On Jun 18, 2013, at 21:34, Paul Hoffman <> wrote:

>> JSON the media type (application/json) is specifically limited to UTF-8 (and theoretically the two or possibly four other character encoding schemes listed in RFC 4627; the RFC isn't quite consistent here).
> Can you point to the text in the draft that supports that statement? I see the opposite:
>   Encoding considerations: 8bit if UTF-8; binary if UTF-16 or UTF-32
>     JSON may be represented using UTF-8, UTF-16, or UTF-32.  When JSON
>     is written in UTF-8, JSON is 8bit compatible.  When JSON is
>     written in UTF-16 or UTF-32, the binary content-transfer-encoding
>     must be used.

You listed two of the three places, the third is in section 3, which doesn't really list UTF-16 but UTF-16 "BE or LE" (same for UTF-32).  Note that these are three different character encoding schemes (CESs), so it is not clear which ones are actually meant.

   Since the first two characters of a JSON text will always be ASCII
   characters [RFC0020], it is possible to determine whether an octet
   stream is UTF-8, UTF-16 (BE or LE), or UTF-32 (BE or LE) by looking
   at the pattern of nulls in the first four octets.

           00 00 00 xx  UTF-32BE
           00 xx 00 xx  UTF-16BE
           xx 00 00 00  UTF-32LE
           xx 00 xx 00  UTF-16LE
           xx xx xx xx  UTF-8

[Obligatory Unicode bashing: Giving one of the three encoding schemes (CESs) for the encoding form (CEF) UTF-16 the same name, i.e., "UTF-16", must have been decided by a very cruel person.]
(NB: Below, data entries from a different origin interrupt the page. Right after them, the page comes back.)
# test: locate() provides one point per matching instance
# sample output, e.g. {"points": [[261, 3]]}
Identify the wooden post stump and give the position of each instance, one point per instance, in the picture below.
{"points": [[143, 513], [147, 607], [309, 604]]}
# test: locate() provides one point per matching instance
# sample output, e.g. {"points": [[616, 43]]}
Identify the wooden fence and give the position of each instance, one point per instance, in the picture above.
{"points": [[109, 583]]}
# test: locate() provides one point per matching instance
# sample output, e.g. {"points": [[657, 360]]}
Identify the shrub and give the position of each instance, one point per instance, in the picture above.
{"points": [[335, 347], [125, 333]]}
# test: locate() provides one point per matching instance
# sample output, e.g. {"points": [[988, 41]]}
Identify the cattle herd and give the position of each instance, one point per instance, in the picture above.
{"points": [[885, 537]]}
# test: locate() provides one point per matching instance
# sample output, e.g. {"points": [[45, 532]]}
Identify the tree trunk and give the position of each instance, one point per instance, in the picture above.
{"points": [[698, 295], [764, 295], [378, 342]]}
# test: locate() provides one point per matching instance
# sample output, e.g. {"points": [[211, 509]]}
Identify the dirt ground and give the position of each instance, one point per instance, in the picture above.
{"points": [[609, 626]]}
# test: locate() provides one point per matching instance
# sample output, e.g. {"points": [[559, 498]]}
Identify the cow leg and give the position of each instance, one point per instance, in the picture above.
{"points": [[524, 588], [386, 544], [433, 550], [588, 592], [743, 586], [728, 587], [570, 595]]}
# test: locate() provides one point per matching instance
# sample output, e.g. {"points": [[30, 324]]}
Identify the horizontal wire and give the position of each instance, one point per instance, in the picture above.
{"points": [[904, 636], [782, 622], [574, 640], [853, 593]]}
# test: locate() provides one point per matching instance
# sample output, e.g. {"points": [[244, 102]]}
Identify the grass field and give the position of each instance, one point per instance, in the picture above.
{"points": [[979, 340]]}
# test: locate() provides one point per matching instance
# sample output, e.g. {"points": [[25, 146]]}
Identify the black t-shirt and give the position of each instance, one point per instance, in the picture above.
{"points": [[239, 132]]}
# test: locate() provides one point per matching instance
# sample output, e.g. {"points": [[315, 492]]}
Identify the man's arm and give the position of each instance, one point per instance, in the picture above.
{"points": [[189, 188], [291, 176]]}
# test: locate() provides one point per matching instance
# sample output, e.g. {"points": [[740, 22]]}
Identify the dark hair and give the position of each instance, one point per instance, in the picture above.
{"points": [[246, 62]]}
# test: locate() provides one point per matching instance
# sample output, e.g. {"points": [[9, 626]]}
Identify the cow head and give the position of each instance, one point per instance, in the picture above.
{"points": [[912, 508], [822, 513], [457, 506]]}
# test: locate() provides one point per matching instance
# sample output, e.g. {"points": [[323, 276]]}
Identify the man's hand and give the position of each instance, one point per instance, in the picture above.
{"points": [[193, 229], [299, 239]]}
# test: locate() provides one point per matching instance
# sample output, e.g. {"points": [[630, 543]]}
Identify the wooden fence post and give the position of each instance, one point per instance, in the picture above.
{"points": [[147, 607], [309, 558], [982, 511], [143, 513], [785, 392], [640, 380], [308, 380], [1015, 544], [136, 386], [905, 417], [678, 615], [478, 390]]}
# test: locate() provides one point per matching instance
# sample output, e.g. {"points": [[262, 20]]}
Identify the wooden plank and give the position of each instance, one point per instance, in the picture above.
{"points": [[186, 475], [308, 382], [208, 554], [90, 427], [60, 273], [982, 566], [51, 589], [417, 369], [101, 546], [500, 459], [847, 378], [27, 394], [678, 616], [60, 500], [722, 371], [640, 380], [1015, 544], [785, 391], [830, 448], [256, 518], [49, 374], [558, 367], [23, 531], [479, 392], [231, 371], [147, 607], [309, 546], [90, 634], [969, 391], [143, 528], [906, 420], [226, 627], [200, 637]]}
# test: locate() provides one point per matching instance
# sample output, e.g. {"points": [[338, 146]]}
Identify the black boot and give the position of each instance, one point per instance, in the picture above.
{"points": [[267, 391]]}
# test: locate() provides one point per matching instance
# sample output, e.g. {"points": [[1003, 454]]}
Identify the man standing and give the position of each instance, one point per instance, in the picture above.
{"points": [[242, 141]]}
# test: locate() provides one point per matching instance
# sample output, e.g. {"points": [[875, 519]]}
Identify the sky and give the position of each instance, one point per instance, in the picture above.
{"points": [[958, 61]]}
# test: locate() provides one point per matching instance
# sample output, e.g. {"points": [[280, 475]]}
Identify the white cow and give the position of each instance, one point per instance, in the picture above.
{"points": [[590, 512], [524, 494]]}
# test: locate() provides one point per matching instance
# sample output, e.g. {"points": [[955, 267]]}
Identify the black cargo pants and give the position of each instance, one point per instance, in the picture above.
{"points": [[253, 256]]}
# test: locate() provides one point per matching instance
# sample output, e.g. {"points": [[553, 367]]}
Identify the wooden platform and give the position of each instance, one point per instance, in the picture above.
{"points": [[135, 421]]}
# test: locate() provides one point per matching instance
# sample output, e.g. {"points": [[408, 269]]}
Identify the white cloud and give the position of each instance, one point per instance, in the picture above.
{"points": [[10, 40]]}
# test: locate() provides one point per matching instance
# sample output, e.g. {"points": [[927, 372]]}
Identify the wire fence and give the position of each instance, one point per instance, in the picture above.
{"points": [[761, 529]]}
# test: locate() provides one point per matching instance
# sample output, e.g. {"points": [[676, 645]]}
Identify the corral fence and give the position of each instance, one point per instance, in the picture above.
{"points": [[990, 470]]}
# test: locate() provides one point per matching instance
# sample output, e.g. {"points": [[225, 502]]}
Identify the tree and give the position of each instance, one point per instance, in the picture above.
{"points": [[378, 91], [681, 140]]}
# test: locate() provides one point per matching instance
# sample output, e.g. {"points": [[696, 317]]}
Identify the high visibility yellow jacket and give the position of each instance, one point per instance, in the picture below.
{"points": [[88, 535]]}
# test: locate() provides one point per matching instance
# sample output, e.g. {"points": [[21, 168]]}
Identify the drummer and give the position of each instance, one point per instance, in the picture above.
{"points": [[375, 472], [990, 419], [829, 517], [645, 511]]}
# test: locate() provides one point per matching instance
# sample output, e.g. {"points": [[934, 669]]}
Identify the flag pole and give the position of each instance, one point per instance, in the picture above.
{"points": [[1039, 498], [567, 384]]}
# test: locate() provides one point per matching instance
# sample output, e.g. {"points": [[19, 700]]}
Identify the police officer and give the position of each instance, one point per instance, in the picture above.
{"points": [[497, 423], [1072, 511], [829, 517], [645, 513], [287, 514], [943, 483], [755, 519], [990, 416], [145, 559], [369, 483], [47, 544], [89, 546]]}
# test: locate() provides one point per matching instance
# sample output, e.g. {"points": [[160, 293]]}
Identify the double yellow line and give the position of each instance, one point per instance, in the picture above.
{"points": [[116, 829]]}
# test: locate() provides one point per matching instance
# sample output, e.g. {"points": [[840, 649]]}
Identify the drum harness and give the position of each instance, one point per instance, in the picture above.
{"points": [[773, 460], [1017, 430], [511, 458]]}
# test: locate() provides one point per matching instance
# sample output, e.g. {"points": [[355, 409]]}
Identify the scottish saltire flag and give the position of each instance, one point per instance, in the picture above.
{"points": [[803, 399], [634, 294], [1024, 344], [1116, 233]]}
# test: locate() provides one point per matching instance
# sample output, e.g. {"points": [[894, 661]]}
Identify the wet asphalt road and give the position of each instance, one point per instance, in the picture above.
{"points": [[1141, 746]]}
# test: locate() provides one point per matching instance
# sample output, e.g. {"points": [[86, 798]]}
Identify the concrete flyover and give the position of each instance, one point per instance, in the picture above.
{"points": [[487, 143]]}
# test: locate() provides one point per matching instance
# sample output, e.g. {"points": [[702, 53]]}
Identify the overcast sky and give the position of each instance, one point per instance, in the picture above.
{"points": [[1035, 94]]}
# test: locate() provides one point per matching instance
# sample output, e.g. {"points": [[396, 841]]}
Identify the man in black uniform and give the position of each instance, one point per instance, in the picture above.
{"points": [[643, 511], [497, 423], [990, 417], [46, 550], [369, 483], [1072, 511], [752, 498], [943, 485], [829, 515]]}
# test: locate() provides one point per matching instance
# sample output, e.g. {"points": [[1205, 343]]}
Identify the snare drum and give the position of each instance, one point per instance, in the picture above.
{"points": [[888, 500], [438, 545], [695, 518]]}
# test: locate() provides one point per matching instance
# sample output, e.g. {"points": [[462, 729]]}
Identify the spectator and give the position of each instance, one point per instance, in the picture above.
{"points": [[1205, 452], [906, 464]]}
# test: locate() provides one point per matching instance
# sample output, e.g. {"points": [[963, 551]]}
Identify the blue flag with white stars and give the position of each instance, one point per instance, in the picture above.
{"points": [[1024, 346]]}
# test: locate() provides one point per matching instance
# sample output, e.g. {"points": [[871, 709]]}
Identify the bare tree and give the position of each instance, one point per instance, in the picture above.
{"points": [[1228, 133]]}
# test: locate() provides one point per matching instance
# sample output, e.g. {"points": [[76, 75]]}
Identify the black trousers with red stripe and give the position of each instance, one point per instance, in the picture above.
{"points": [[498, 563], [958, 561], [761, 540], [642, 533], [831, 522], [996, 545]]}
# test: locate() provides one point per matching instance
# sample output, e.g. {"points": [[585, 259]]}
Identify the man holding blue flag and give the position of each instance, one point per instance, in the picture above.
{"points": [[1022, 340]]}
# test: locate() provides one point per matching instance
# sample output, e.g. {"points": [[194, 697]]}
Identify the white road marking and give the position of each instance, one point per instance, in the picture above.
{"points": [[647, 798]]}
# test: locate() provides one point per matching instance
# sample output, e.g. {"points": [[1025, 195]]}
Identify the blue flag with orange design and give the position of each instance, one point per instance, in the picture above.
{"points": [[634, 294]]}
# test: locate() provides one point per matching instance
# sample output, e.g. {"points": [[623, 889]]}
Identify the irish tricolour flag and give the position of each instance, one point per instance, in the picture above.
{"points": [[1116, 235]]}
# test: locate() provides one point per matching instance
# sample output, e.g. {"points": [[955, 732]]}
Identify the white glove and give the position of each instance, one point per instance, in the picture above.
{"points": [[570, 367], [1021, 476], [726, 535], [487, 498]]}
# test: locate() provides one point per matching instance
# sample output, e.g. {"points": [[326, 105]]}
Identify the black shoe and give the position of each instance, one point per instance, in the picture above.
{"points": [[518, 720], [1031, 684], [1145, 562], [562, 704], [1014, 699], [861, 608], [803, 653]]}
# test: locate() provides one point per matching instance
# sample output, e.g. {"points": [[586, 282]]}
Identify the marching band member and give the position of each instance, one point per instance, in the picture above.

(Strictly speaking, the other mentions of UTF-16/-32 might be the encoding form, not the scheme, but the RFC simply isn't completely specified here.  I think the only reasonable way to read this has the same result as what Joe is proposing, but some text interpretation is required.  Clearly, the text in section 3 does not work with the BOM-based CESs.  But you might also read the text in 6 as asking for UTF-16 CES and the text in 3 then excluding BOMs so the UTF-16 CES is implicitly big-endian.  So much effort for something so theoretical.)

Grüße, Carsten